27. Februar 2021
So ein Samstag. Wind.
Fragte mich der: „Mund oder Nase?“ Sagte ich:
„Nase. Das hatte ich bisher noch nicht.“ Er trat
hinter mich. Das war schnell erledigt. Kräftiger Niesreiz.
Er sagte mir voraus, daß ich eine Träne vergießen werde. So
kam es.
Vorhin noch diese kurzer Erörterung. „Was
ist denn das für eine Firma, die bei uns mit der Marke
‚Mumu‘ auf den Markt geht?“ Er wußte es nicht. Wieso
muß ich solche Fragen stellen? „Nitril-Handschuhe ‚mumu‘
puderfrei blau“. Okay. So ist mein Leben. Bis zu den Ohren
voll mit Fragen und Details, die man eigentlich nicht wissen
muß.
Das negative Testergebnis kam per SMS. Eine Geste gegenüber
Inge und Franz Wolfmayr, die mich zum Essen eingeladen
hatten. Das ging mit so einer On The Rocks-Sache los. Im
Glas ein Eisklumpen, der mich in jeder Zombie-Apokalypse zum
gefährlichen Gegner machen würde.
Wir hatten über das
Leben zu reden. Und über die Kunst. Also auch über den
Zustand der Welt. Wir sind auf höchst unterschiedliche Art
versiert, im Zustand der Welt zu navigieren.

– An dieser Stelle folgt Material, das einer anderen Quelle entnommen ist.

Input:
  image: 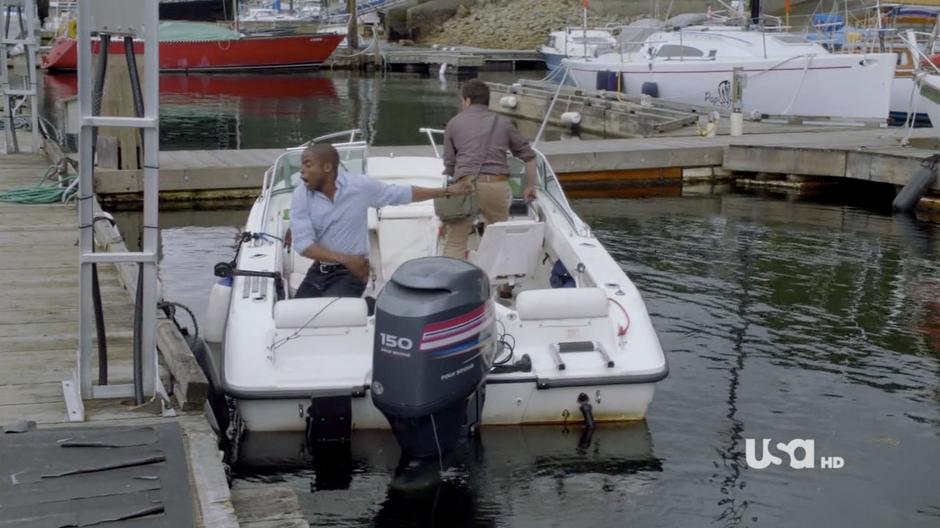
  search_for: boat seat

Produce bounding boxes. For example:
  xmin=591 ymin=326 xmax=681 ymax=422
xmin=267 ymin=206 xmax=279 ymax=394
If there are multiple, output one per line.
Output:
xmin=516 ymin=288 xmax=608 ymax=321
xmin=274 ymin=297 xmax=369 ymax=329
xmin=468 ymin=220 xmax=545 ymax=283
xmin=372 ymin=204 xmax=438 ymax=281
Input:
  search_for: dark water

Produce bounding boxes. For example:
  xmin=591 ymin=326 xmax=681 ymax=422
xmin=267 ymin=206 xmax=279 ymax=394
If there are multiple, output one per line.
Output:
xmin=121 ymin=194 xmax=940 ymax=527
xmin=42 ymin=70 xmax=561 ymax=150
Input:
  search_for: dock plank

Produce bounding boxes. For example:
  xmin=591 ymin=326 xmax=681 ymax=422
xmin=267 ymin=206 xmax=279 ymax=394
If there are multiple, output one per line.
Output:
xmin=0 ymin=145 xmax=238 ymax=528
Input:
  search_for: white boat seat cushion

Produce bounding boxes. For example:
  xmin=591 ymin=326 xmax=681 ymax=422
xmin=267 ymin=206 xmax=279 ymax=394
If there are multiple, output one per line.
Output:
xmin=372 ymin=216 xmax=437 ymax=280
xmin=516 ymin=288 xmax=608 ymax=321
xmin=468 ymin=220 xmax=545 ymax=281
xmin=274 ymin=297 xmax=369 ymax=328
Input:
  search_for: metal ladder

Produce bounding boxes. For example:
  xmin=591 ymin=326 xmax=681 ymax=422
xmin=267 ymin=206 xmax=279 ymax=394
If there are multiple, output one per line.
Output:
xmin=0 ymin=0 xmax=42 ymax=154
xmin=62 ymin=0 xmax=160 ymax=421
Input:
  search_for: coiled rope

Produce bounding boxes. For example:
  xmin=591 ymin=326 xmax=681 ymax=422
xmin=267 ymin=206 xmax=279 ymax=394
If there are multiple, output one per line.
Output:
xmin=0 ymin=165 xmax=78 ymax=204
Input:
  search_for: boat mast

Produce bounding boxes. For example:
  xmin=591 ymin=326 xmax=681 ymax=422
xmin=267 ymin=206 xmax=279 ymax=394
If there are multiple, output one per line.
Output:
xmin=581 ymin=0 xmax=589 ymax=57
xmin=232 ymin=0 xmax=240 ymax=33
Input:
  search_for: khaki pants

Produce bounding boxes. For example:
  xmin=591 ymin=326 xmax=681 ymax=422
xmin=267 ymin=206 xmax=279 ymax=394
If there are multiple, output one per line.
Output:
xmin=444 ymin=181 xmax=512 ymax=259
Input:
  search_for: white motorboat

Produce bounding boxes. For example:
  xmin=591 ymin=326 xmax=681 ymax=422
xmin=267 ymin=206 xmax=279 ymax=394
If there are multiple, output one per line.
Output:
xmin=539 ymin=27 xmax=617 ymax=70
xmin=203 ymin=130 xmax=668 ymax=448
xmin=563 ymin=25 xmax=897 ymax=121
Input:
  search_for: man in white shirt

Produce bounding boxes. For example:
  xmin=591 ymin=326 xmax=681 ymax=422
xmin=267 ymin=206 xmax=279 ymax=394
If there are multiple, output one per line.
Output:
xmin=291 ymin=143 xmax=470 ymax=298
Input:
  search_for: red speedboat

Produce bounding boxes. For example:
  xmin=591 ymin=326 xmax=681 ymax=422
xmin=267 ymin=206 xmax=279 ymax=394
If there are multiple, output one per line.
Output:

Ich wäre ohne
die paar geistreichen Menschen um mich derzeit völlig
verloren, denn 2020 hat klar gemacht, daß ich vorerst
nirgends mehr hingehöre. Alles in der Schwebe.
Später ein kurzes Wiedersehen mit Künstlerin
Maki Stolberg,
die einige Menschen mit sich hatte, da wird an einem Teppich für
Kara Tepe gewoben. Wie sehr ich das mag, diese eher ruhigen,
konzentrierten Kräfte, die zäh und beständig einen Schritt vor
den anderen setzen. Die Konzentration. Die Klarheit über eigene
Entscheidungen: Welchen Themen widme ich mich? Welche Aufgaben
leite ich daraus ab? Welche Verantwortung übernehme ich?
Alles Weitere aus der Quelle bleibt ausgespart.